Logo de início, somos apresentados a
dois dos mais importantes personagens da narrativa, primeiro com o barão, sendo
encarado pela própria câmera. Um homem despeja elogios para um barão
(interpretado magistralmente por Louis Jouvet) e a câmera se movimenta para a
esquerda, os olhos do barão acompanham o movimento, pois é a câmera subjetiva
de quem fala. Logo depois, ele despeja severidades, sobre a irresponsabilidade
com qual o barão gasta seu dinheiro, dessa forma, a câmera se movimenta para a
direita, sendo possível ver a figura do homem que fala num espelho ao fundo. Só
nessa cena inicial, Renoir já expõe de forma poética os recursos que mais usa e
os mistura, a profundidade de campo que nos faz assistir a mais de uma ação por
vez e o movimento de câmera que diz tanto que intensifica os diálogos. O
diretor francês transforma um diálogo qualquer em um objeto cinematográfico,
ultrapassando a teatralidade que existe quando dois atores estão encaixados em
cena como modelos fotográficos. Então, depois apresenta a Pepel, interpretado
por Jean Gabin, sempre marcante, um ladrão que vive num cortiço rodeado de
outros maltrapilhos. Ele, em especial, tem um relacionamento com a mulher do
dono da morada.
Os dois personagens se encontram na
casa do Barão, após retornar de mais uma péssima noite de jogatinas e aposta,
no qual voltou com ainda mais dívidas. Pepel estava para roubar sua casa, porém
sabendo que está já estava para ser destituída de sua posse, resolveu apenas se
divertir com o ladrão. Criando assim uma bela amizade. Se tornando um excluído,
ele vai embora para morar no cortiço também. É aí que o diretor explora seus
excluídos (essa temática surgiu mais fortemente em Boudu), existem atores,
bêbados, filósofos, loucos e mentirosos, todos perdidos no mesmo caminho.
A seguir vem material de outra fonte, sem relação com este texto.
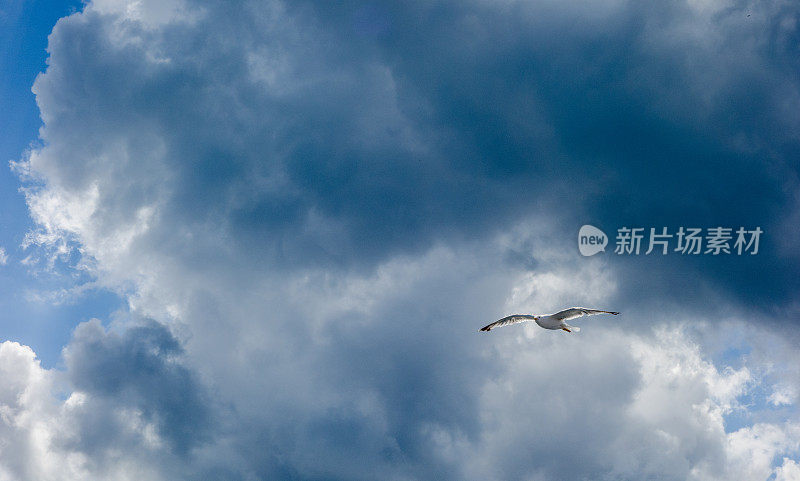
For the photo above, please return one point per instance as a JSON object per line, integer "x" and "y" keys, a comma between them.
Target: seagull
{"x": 553, "y": 321}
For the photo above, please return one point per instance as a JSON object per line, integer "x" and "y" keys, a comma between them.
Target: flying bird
{"x": 553, "y": 321}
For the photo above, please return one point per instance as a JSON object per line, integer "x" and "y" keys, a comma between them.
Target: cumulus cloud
{"x": 317, "y": 206}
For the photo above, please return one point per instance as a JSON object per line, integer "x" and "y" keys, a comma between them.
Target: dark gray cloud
{"x": 140, "y": 369}
{"x": 324, "y": 202}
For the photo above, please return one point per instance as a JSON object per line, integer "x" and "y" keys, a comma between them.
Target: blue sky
{"x": 261, "y": 239}
{"x": 46, "y": 327}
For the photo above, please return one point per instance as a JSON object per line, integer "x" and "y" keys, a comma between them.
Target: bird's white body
{"x": 552, "y": 321}
{"x": 549, "y": 322}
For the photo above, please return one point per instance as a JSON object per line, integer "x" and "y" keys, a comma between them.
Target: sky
{"x": 257, "y": 240}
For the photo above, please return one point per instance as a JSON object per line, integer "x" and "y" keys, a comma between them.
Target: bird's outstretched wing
{"x": 574, "y": 312}
{"x": 513, "y": 319}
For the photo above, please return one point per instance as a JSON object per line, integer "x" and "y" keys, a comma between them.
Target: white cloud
{"x": 262, "y": 190}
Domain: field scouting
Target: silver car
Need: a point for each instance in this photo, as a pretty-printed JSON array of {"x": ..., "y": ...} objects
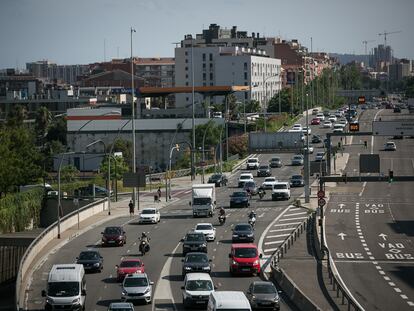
[{"x": 137, "y": 287}]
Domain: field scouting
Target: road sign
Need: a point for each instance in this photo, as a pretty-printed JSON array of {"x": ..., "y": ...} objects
[
  {"x": 392, "y": 128},
  {"x": 354, "y": 127}
]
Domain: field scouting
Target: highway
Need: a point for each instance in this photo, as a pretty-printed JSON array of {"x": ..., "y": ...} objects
[{"x": 369, "y": 226}]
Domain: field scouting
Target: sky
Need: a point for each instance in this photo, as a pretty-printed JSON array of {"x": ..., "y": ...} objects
[{"x": 87, "y": 31}]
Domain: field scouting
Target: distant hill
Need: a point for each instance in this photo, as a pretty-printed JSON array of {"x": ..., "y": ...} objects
[{"x": 347, "y": 58}]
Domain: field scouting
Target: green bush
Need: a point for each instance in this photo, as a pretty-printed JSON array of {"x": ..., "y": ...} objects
[{"x": 19, "y": 210}]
Muitos dos diálogos ocorrem dentro do ambiente, com personagens caminhando para
lá e para cá, sempre compondo a cena com vida, nos caminhos errantes de seus
personagens, ainda existe a eloquência da profundidade de campo em diálogos
entre Pepel e sua amante, que aos poucos revela seu real desejo.
Existe alguns momentos em específico
que fazem surgir diversos questionamentos sobre os personagens. O ator que
aparenta ser louco assemelha-se bastante com o Antonin Artaud, que no ano
seguinte ao lançamento deste filme foi dado como louco e encarcerado em um
manicômio, talvez algo não muito relevante, porém, de certo, curioso. Este
personagem que muitos dizem fazer, como todos os outros, apenas mentir, parece
realmente estar proferindo apenas sua realidade. Outro momento, talvez o mais memorável de
todo o filme, é o que o Barão conversa com Pepel deitado na grama sobre como
foram parar ali, o percurso de suas vidas, é um diálogo simples, mas que
carrega o peso de que seus personagens são reais, são vívidos, parece que
brilham. Quando no fim da cena, se deitam novamente na grama como se fosse a melhor,
ou talvez, a única coisa que eles poderiam fazer ainda. Renoir é um dos
diretores mais humanistas de todos, carrega consigo toda a herança do movimento
do realismo poético francês, algo como um toque de cinema clássico e uma
eloquência da linguagem própria do cinema moderno.
No fim, este pode ser considerado
mais um filme de Renoir, o que já diz muito. Pois é um diretor que em toda obra
deixa sua marca, suas intensidades, toda sua visão de mundo, sua percepção de
arte. Por mais que não se veja um rio como muitas vezes aparecem em seus filmes
para trazer o movimento e intensidade da vida, aqui ele apenas utiliza do
movimento de câmera e da franqueza daqueles que foram excluídos socialmente.